The sniper attack last year on a power plant in San Jose, California, wasn't nationally known until about a month ago. But it was a wake up call that put focus on the vulnerability of the electrical power supply in the U.S. While there are 55,000 power plants around the country, taking out only nine would incapacitate the whole system, according to a report released by the FERC. See Mail Online. Excerpt:
'Destroy nine interconnection substations and a transformer manufacturer and the entire United States grid would be down for at least 18 months, probably longer,' wrote FERC's director of external affairs Leonard Tao in a June memo that was only revealed publicly today.
Adding to the problem, the solution is not as simple as just protecting these nine stations because there are reportedly 30 stations that meet the necessary criteria but less than a third of them have to be attacked.

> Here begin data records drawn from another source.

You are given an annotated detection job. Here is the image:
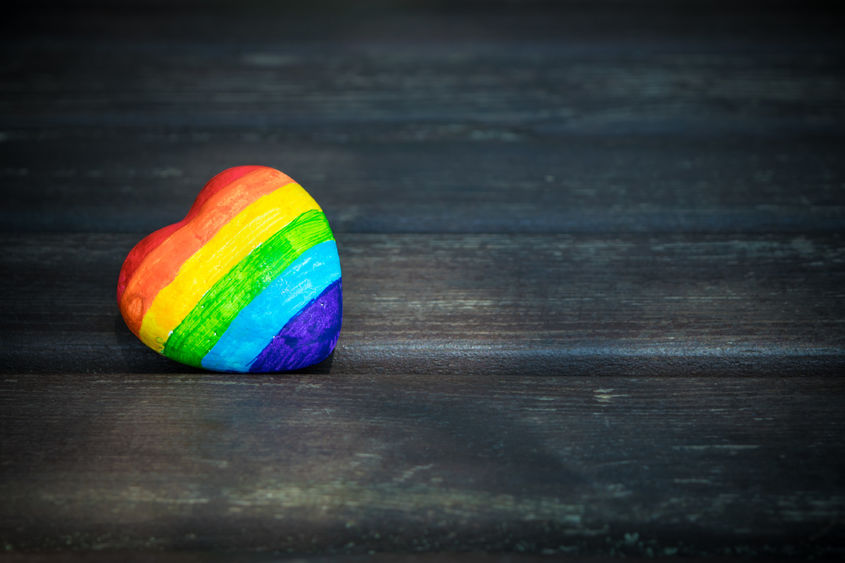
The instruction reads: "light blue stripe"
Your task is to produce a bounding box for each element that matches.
[202,240,340,371]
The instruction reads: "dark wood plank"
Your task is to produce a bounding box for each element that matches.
[0,2,845,233]
[0,133,845,234]
[0,374,845,556]
[0,234,845,376]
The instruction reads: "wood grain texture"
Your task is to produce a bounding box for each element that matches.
[0,2,845,233]
[0,0,845,563]
[0,234,845,376]
[0,374,845,556]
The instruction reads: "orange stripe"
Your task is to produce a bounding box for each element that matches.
[117,166,263,303]
[120,167,293,334]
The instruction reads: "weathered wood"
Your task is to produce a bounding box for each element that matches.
[0,133,845,234]
[0,0,845,563]
[0,235,845,376]
[0,2,845,233]
[0,374,845,556]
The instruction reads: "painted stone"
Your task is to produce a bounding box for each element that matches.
[117,166,343,372]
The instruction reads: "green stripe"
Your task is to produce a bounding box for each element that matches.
[164,209,333,367]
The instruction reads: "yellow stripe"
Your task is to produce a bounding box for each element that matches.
[138,183,320,352]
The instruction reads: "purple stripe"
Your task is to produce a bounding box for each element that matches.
[249,280,343,373]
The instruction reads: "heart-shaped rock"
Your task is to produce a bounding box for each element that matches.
[117,166,343,372]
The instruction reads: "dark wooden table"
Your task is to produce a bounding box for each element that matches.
[0,0,845,562]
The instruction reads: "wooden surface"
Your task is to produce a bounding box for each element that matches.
[0,0,845,562]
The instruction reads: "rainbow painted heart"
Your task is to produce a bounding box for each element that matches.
[117,166,343,372]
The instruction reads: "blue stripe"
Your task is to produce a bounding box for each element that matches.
[202,240,340,372]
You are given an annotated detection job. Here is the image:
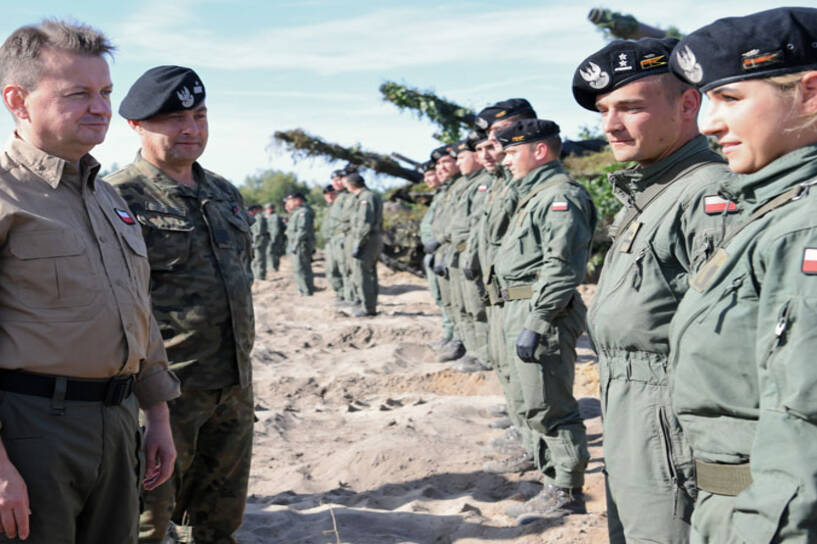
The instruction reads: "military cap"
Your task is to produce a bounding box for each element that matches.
[573,38,678,111]
[465,129,488,151]
[346,173,366,187]
[496,119,559,147]
[119,66,205,121]
[474,98,536,130]
[431,144,452,162]
[670,7,817,91]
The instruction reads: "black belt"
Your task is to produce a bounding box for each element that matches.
[0,370,134,406]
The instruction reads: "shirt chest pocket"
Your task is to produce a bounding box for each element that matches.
[0,229,99,308]
[137,212,194,272]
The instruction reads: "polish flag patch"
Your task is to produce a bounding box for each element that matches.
[113,208,136,225]
[704,195,738,215]
[800,251,817,274]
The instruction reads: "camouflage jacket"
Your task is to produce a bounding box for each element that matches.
[107,155,255,390]
[287,202,315,254]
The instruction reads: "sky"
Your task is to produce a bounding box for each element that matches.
[0,0,804,188]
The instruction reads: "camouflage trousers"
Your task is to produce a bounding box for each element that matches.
[139,386,254,544]
[252,239,269,280]
[502,299,590,487]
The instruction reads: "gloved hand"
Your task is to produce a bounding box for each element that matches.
[434,256,445,276]
[516,329,542,363]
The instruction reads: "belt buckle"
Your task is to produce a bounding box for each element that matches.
[103,375,133,406]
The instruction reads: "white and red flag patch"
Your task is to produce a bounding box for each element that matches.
[113,208,136,225]
[800,247,817,274]
[704,195,738,215]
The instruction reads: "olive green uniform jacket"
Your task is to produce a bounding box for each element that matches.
[587,136,737,544]
[670,145,817,544]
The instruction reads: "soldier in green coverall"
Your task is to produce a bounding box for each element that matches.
[343,174,383,317]
[670,8,817,544]
[286,191,315,297]
[573,38,737,544]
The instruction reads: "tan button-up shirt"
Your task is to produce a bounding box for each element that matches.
[0,136,179,407]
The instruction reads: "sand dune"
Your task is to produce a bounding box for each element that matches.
[238,255,607,544]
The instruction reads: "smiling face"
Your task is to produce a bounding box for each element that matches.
[129,102,208,169]
[596,76,697,166]
[701,79,805,174]
[11,48,113,161]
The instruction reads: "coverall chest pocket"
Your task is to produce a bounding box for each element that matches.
[0,229,99,308]
[137,212,194,272]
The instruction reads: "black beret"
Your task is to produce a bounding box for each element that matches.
[474,98,536,130]
[496,119,559,147]
[465,129,488,151]
[670,8,817,91]
[431,144,452,162]
[345,173,366,187]
[573,38,678,111]
[119,66,205,121]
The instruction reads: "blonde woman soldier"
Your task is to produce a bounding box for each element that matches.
[670,8,817,544]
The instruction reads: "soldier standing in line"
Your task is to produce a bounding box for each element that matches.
[286,191,315,297]
[448,139,491,372]
[343,174,383,317]
[0,20,179,544]
[420,159,454,350]
[494,119,596,523]
[109,66,255,544]
[573,38,737,544]
[247,204,270,280]
[264,202,287,272]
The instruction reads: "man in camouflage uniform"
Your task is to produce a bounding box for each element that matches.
[573,38,737,544]
[248,204,270,280]
[448,139,491,372]
[324,170,351,305]
[343,174,383,317]
[420,159,454,349]
[286,191,315,297]
[109,66,255,543]
[264,202,287,272]
[494,119,596,523]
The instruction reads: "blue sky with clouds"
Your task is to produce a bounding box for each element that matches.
[0,0,800,186]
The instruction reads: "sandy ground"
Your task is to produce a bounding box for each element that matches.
[238,255,607,544]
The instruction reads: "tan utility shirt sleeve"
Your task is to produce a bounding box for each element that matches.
[0,137,179,407]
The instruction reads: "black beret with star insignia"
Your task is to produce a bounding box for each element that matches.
[474,98,536,131]
[465,129,488,151]
[670,8,817,92]
[573,38,678,111]
[431,144,452,162]
[119,66,205,121]
[496,119,559,148]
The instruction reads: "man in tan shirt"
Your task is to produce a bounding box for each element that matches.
[0,21,179,544]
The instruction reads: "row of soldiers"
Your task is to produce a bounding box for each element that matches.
[421,8,817,544]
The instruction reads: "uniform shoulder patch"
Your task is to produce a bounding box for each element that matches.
[704,195,738,215]
[800,251,817,276]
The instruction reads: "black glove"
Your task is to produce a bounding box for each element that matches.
[434,257,445,276]
[423,240,440,253]
[516,329,542,363]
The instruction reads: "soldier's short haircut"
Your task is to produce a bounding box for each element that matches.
[0,19,116,90]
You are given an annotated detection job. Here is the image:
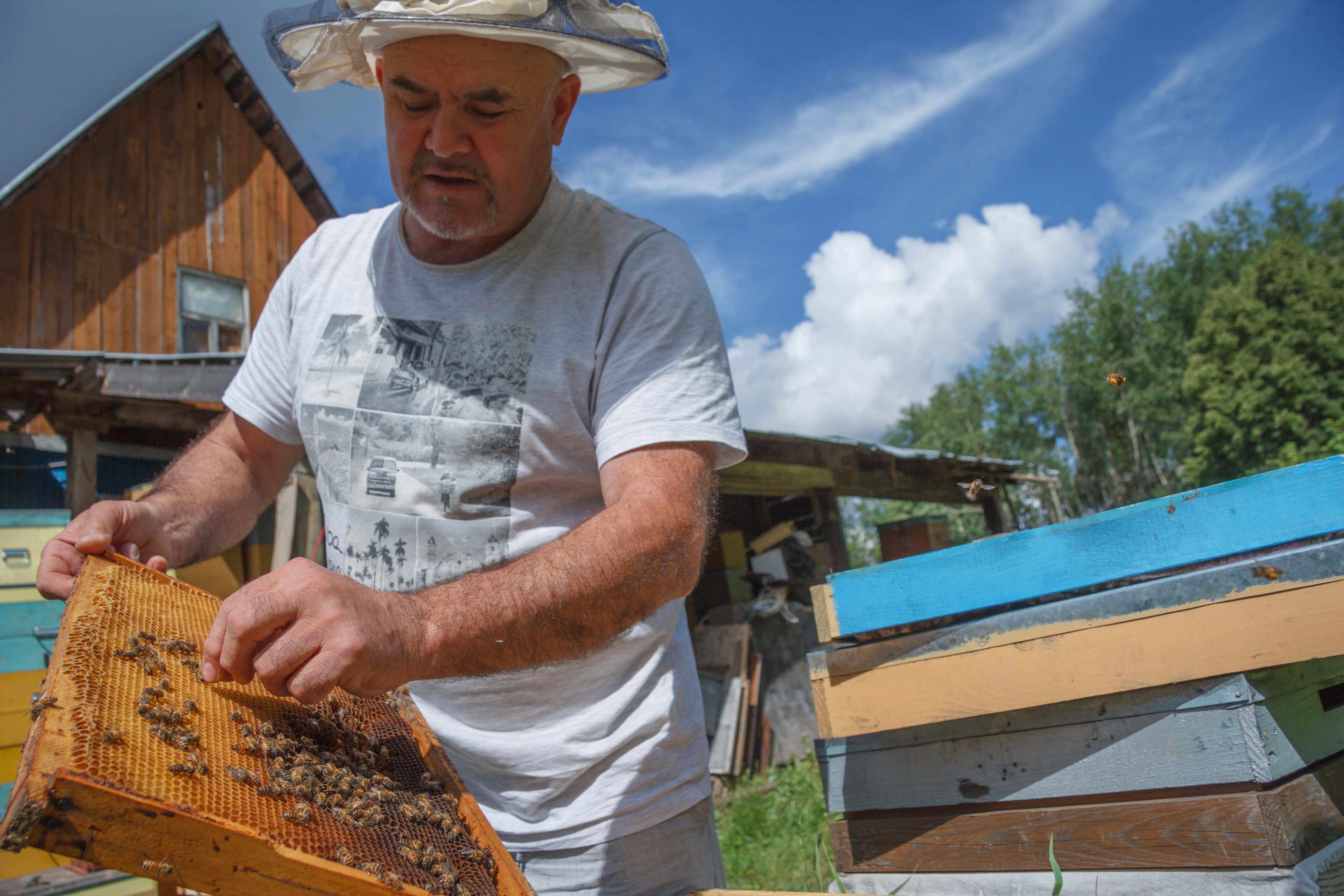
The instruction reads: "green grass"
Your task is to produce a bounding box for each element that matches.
[714,755,840,893]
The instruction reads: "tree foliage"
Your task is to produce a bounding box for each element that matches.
[868,187,1344,527]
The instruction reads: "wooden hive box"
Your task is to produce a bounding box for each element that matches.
[0,554,535,896]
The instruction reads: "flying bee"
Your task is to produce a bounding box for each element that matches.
[1251,563,1284,582]
[957,477,999,500]
[281,802,313,825]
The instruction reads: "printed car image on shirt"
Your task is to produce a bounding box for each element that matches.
[364,457,396,498]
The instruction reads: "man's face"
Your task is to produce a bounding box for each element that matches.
[378,35,579,240]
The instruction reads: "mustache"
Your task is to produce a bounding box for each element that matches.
[411,156,495,188]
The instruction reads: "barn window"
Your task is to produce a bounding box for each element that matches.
[177,267,247,355]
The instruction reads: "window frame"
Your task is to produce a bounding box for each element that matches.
[177,265,251,355]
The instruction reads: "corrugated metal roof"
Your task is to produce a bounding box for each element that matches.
[751,430,1027,467]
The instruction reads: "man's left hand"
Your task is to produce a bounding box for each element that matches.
[200,559,431,704]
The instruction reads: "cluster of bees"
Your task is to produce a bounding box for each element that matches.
[115,631,210,775]
[226,697,495,896]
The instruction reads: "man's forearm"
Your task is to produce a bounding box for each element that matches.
[144,414,302,565]
[415,453,712,677]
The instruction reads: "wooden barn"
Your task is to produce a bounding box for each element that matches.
[0,23,336,512]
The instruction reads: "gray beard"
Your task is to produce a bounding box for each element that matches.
[406,192,500,239]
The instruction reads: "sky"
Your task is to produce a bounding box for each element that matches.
[0,0,1344,439]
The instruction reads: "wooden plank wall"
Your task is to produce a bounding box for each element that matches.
[0,52,316,353]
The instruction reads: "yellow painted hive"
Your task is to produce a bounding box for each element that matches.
[0,554,532,896]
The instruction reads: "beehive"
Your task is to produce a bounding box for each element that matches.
[0,554,535,896]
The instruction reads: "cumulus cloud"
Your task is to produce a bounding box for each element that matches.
[572,0,1109,199]
[729,204,1124,438]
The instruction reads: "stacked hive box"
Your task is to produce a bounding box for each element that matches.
[810,458,1344,896]
[0,555,532,896]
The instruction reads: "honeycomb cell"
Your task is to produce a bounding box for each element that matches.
[60,563,496,896]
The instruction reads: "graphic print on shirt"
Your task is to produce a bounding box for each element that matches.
[298,314,535,590]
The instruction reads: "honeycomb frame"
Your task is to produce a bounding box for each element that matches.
[0,552,536,896]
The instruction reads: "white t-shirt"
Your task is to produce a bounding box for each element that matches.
[225,179,746,850]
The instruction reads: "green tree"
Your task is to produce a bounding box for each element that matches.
[1183,231,1344,485]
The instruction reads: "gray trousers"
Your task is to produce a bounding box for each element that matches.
[513,799,727,896]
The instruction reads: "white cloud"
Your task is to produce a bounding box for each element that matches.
[574,0,1109,199]
[1097,4,1335,257]
[729,204,1124,438]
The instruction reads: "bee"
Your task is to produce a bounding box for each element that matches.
[957,477,999,500]
[28,693,57,719]
[281,802,313,825]
[1251,563,1284,582]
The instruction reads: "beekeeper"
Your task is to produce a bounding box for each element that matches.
[39,0,745,896]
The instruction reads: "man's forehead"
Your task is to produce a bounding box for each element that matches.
[383,35,566,95]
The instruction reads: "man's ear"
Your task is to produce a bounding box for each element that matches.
[551,75,583,146]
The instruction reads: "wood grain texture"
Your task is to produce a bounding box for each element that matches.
[821,704,1263,811]
[0,28,329,353]
[817,657,1344,811]
[831,794,1274,873]
[808,539,1344,678]
[831,754,1344,873]
[829,455,1344,637]
[813,579,1344,738]
[0,555,535,896]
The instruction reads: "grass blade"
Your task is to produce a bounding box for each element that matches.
[1046,834,1065,896]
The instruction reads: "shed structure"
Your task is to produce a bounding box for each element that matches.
[0,23,336,512]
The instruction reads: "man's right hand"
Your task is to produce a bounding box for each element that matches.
[38,501,172,600]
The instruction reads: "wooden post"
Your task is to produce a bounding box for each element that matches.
[977,492,1004,535]
[815,489,849,572]
[65,430,98,517]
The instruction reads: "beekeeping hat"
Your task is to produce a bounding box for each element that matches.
[262,0,668,93]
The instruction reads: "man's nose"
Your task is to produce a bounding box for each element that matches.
[425,103,474,158]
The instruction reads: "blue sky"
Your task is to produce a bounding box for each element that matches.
[0,0,1344,438]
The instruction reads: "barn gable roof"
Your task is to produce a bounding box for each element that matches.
[0,22,336,223]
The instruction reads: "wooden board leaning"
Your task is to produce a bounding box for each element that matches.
[831,756,1344,873]
[812,578,1344,738]
[817,657,1344,813]
[0,555,535,896]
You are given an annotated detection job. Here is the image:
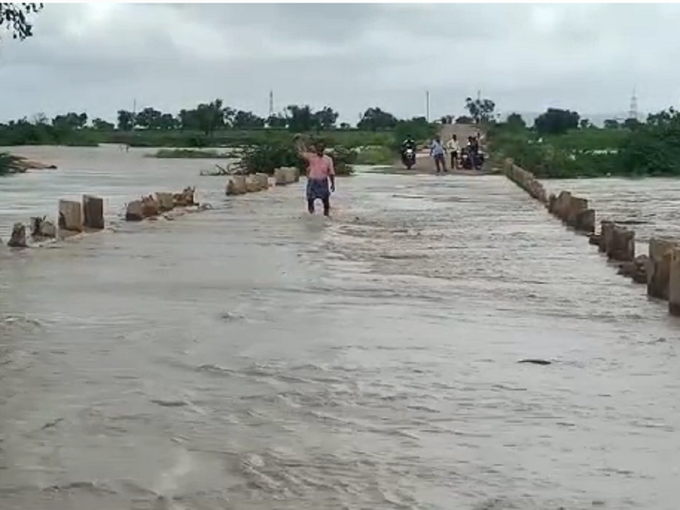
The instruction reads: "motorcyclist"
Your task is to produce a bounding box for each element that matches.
[401,135,416,153]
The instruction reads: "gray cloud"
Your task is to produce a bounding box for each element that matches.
[0,4,680,121]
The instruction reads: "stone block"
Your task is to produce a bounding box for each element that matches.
[31,216,57,239]
[83,195,104,230]
[58,200,83,232]
[255,174,269,190]
[664,246,680,316]
[607,225,635,262]
[156,191,175,212]
[598,220,614,253]
[125,200,144,221]
[573,209,595,234]
[246,175,260,193]
[274,168,288,186]
[646,238,678,299]
[284,167,300,184]
[553,191,571,221]
[173,186,198,207]
[227,175,248,195]
[563,195,588,227]
[142,195,160,218]
[7,223,28,248]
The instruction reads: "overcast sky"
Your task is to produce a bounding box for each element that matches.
[0,4,680,122]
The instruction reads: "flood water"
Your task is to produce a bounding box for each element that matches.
[0,145,680,510]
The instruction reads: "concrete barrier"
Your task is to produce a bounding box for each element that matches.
[226,175,248,195]
[31,216,57,240]
[156,191,175,212]
[142,195,160,218]
[83,195,104,230]
[173,186,198,207]
[254,173,269,190]
[664,246,680,316]
[57,200,83,232]
[607,225,635,262]
[598,220,614,253]
[7,223,28,248]
[246,175,262,193]
[646,238,678,299]
[618,255,649,284]
[125,200,144,221]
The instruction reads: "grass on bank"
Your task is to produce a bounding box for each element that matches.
[149,149,238,159]
[355,147,397,166]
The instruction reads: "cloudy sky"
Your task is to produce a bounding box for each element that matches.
[0,4,680,122]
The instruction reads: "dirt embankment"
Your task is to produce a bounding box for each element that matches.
[3,156,57,174]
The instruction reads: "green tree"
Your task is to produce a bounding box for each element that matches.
[118,110,135,131]
[196,99,224,136]
[357,107,397,131]
[313,106,340,129]
[92,117,116,131]
[232,110,265,129]
[623,118,642,129]
[505,113,527,129]
[0,3,43,41]
[286,105,317,133]
[465,97,496,124]
[52,112,87,131]
[534,108,580,135]
[135,107,163,129]
[266,113,288,129]
[604,119,621,129]
[178,108,200,131]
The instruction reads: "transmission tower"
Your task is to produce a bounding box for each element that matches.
[628,89,638,120]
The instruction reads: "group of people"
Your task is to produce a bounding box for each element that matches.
[430,134,484,174]
[295,129,484,216]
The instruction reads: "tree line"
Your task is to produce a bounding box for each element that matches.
[0,99,452,136]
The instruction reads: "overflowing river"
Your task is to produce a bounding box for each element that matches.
[0,145,680,510]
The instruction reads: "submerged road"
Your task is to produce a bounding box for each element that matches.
[0,168,680,510]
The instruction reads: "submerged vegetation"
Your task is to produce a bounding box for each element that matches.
[489,108,680,178]
[152,149,238,159]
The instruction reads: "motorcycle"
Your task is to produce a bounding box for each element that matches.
[401,147,416,170]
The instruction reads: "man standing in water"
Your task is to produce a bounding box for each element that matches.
[446,133,460,170]
[296,139,335,216]
[430,136,447,173]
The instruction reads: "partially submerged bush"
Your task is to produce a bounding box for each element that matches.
[356,147,398,165]
[236,139,357,175]
[0,152,21,175]
[153,149,234,159]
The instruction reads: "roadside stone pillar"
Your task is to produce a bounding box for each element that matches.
[645,238,678,299]
[156,191,175,212]
[58,200,83,232]
[125,200,144,221]
[667,246,680,316]
[83,195,104,230]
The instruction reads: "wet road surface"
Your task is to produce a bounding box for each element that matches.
[0,147,680,510]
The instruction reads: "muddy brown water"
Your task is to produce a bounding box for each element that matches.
[0,145,680,510]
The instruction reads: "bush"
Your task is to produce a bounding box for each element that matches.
[0,152,21,175]
[237,137,357,176]
[356,147,396,165]
[153,149,234,159]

Experts differ on the number of stations that would fall into said category- with others putting it closer to 100- but it does not diminish their concern.
Doesn't seem like a project for Al Qaeda as without electricity there would be no headlines. But eco-terrorists might be all in.
The silver lining, if there is one, would be that unlike an EMP attack our appliances and vehicles would still work. There would just be no electricity.
In any event, 18 months is a long time to go without power. After 9-11 there was a lot of focus on preparedness, but we had a different president back then. One has to wonder if our governments at any level have current contingency plans for something like that or whether we'll be on our own. Maybe it's time to start listening to those preppers.